Donald Trump will devour the Republican Party from within, warned David Frum. In an excerpt from "Trumpocracy" published in The Atlantic in January, the former George W. Bush speechwriter cautioned (emphasis mine):

Maybe you do not much care about the future of the Republican Party. You should. Conservatives will always be with us. If conservatives become convinced that they cannot win democratically, they will not abandon conservatism. They will reject democracy. The stability of American society depends on conservatives’ ability to find a way forward from the Trump dead end, toward a conservatism that cannot only win elections but also govern responsibly, a conservatism that is culturally modern, economically inclusive, and environmentally responsible, that upholds markets at home and U.S. leadership internationally.
In short, Frum hopes Republicans will outgrow Trumpism and into everything Trump and his followers are working to smash with a mallet. Will reject democracy?

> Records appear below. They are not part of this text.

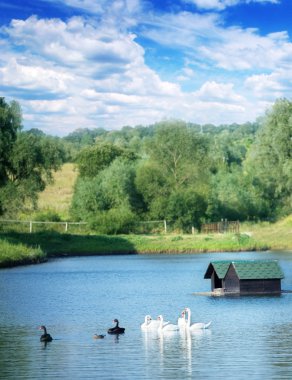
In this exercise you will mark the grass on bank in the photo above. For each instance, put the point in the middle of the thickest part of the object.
(57, 196)
(19, 246)
(17, 253)
(277, 236)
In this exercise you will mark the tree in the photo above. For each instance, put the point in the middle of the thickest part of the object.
(27, 161)
(10, 124)
(93, 159)
(180, 152)
(270, 158)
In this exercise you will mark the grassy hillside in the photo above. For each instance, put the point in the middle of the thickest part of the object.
(57, 197)
(278, 236)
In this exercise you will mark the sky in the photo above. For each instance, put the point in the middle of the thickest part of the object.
(112, 63)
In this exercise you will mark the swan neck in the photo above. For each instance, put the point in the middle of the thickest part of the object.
(189, 317)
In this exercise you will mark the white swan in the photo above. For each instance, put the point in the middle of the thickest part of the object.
(181, 321)
(166, 327)
(151, 324)
(195, 326)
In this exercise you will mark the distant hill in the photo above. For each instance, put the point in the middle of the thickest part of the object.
(57, 197)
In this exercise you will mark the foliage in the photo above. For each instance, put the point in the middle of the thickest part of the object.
(47, 216)
(115, 221)
(93, 159)
(270, 158)
(187, 209)
(27, 161)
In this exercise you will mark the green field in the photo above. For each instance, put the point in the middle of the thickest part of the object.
(22, 248)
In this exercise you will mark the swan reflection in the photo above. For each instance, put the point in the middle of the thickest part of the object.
(172, 350)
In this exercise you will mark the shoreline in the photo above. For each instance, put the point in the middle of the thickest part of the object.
(41, 247)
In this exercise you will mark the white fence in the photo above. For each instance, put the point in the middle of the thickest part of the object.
(31, 225)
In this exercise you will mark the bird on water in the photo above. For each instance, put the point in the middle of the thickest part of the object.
(45, 337)
(117, 329)
(98, 336)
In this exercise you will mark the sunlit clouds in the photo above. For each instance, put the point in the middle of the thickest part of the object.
(131, 63)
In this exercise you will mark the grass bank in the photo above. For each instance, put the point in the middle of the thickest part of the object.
(23, 248)
(17, 253)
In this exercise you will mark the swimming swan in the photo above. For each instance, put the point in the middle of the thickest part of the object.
(195, 326)
(166, 327)
(151, 324)
(181, 321)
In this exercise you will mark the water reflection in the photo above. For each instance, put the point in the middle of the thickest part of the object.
(279, 350)
(172, 351)
(250, 337)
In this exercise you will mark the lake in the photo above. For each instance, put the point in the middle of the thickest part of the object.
(250, 336)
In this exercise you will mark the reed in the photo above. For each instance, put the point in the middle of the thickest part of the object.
(14, 253)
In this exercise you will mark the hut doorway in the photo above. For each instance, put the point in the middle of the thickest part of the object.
(216, 282)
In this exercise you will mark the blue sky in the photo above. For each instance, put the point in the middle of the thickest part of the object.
(110, 63)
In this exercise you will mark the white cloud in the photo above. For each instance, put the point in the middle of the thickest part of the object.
(222, 4)
(219, 92)
(87, 72)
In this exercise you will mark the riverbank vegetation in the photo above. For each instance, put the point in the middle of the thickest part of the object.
(184, 173)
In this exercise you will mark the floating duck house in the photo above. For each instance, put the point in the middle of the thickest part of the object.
(245, 277)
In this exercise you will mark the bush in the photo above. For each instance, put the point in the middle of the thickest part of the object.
(47, 216)
(115, 221)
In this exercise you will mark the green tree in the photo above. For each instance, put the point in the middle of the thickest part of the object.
(27, 161)
(10, 124)
(92, 160)
(270, 158)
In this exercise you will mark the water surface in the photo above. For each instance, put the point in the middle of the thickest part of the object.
(250, 337)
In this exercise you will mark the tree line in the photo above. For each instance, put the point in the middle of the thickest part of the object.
(182, 172)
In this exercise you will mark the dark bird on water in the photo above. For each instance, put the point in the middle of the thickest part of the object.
(117, 329)
(98, 336)
(45, 337)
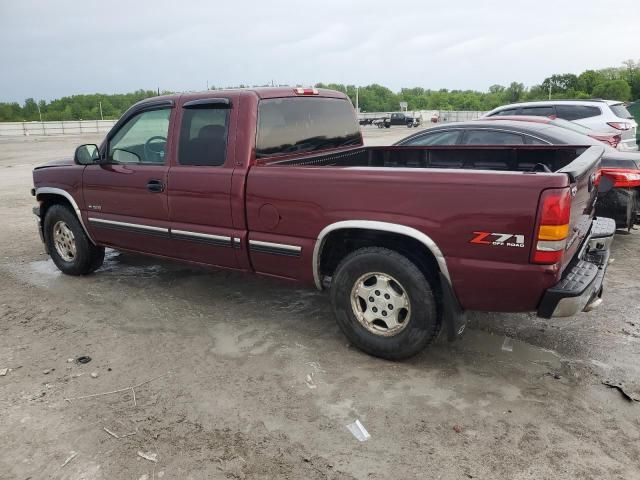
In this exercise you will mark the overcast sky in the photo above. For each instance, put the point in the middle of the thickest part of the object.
(57, 48)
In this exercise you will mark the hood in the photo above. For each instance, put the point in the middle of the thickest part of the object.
(65, 162)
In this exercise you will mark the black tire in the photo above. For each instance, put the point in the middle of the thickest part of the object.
(423, 323)
(87, 257)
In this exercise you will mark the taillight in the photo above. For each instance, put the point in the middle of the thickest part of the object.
(554, 215)
(615, 140)
(306, 91)
(620, 125)
(621, 177)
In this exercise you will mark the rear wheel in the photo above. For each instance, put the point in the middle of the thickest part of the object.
(384, 304)
(67, 243)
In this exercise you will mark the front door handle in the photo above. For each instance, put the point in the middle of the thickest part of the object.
(155, 186)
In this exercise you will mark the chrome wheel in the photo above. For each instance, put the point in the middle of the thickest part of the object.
(64, 241)
(381, 304)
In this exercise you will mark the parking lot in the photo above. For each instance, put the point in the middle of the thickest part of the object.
(219, 374)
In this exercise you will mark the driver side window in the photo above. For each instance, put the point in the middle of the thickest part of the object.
(142, 139)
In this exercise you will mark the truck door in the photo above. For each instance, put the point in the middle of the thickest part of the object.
(200, 184)
(126, 197)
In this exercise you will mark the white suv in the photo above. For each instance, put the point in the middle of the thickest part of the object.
(598, 115)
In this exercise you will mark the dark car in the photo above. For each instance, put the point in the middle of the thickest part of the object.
(621, 203)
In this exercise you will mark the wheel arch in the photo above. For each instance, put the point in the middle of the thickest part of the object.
(48, 196)
(377, 227)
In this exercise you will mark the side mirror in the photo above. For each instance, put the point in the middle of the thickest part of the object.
(87, 154)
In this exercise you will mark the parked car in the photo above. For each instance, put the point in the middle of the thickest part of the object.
(276, 181)
(611, 139)
(598, 115)
(620, 203)
(398, 119)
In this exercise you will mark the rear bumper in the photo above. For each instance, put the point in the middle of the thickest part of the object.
(580, 288)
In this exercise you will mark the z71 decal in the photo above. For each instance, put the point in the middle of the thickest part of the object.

The Frum quote resurfaced a few days ago, in a week one a radio pundit called the longest month in memory. For those who spent it on a beach somewhere, the sitting president of the United States met Monday in Helsinki behind closed doors with Russian president Vladimir Putin, the former KGB officer. No record of their conversation exists (except perhaps at the headquarters of Russian intelligence). Their press conference two hours later left jaws hitting chests across the planet. Donald J. Trump all but made public obeisance before Putin, siding with him in the conclusion that Russia had not hacked U.S. computers and run influence operations during the U.S. 2016 presidential campaign. The rest of the week, including Trump's follow-up non-walk-back of his slap at the U.S. intelligence community, went about as well.

One cannot help but think Frum is late to his own party. Democracy is like the red, white, and blue bunting it hangs at campaign events and conventions — a political decoration but not a declaration of deeply held principle.

McCay Coppins, also from The Atlantic, conducted a thought experiment on Twitter. He asked if there would be blowback if Trump supporters approved Russia helping Trump defeat Hillary Clinton:
The question was rhetorical. The answers that began trickling in were not.

“No,” said Cassandra Fairbanks, a writer at the right-wing news and conspiracy website Gateway Pundit (and a former Sputnik employee). “I mean, I would be cool with it. Im already there. If russia was involved we should thank them.”

“No,” responded another self-identified Trump voter. “Hillary is a greater threat to our Republic.”
There were more, of course. Frum's party is deeply committed to law and order so long as it is used to keep the lessers in their place. Otherwise, law and order and democracy are as disposable as "cold shoulder" tops will be next summer.

During a 2012 recount hearing here, the votes of students at a local college determined the outcome of a county commission race. T-party members argued at a hearing that votes of students legally registered at the school should not count. Symm v. United States did not matter. North Carolina statute did not matter. (The Board of Elections chair quoted it to them.) The T-party alleged voter fraud (naturally) and argued, essentially, that the law should be what what they wanted it to be. During the hearing, one GOP supporter turned around to flash a hand-written sign at a student spokesperson standing near me, “You are a law breaker.”

As we have seen modeled by Senate Majority Leader Mitch McConnell, by GOP-led legislatures across the country, and by Trump himself, Frum's party has long rejected the norms and practices of democracy except as pageant. They don't want to govern. They want to rule. Laws exist to be enforced "strongly" ... against others.

Jeff Sharlet (The Family) commented on the arrest this week of Marina Butina, the 29-year-old Russian operative, who had become a minor celebrity with the National Rifle Association. We had known the Russians had been using the NRA as a backdoor into U.S. politics, but Butina also involved herself in the National Prayer Breakfast.

Organized by "a private and deeply secretive Christian organization called the Fellowship," the breakfast is the only public display of a group with a historic affinity to strongmen, writes Sharlet. The group believes in bringing key men to power as a means of shaping society for Jesus:
It’s not just the means that are antidemocratic. God, the Fellowship believes, can be understood through a study of strongmen. “You know Jesus said, ‘You got to put Him before mother-father-brother-sister’?” the late Doug Coe was fond of preaching. “Hitler, Lenin, Mao, that’s what they taught the kids.”

[...]

Putin would be a prize of another order. American fundamentalists admire his anti-LGBTQ crusades, his revival of the Russian Orthodox Church, his “family values” lip service, his bare-chested manliness. The GOP, observed Butina in The National Interest, a conservative foreign-policy publication, “derives much of its support from social conservatives … and those that support an aggressive approach to the war against Islamic terrorism. These are values espoused by [Putin’s] United Russia.”
Thus, American evangelicals' embrace of Trump, the walking antithesis of their public faith. They embrace Putin as well, seen "as an ally in a global clash of civilizations between Christianity and Islam."

American as "a government of laws, not of men," principles of plurality and democracy be damned.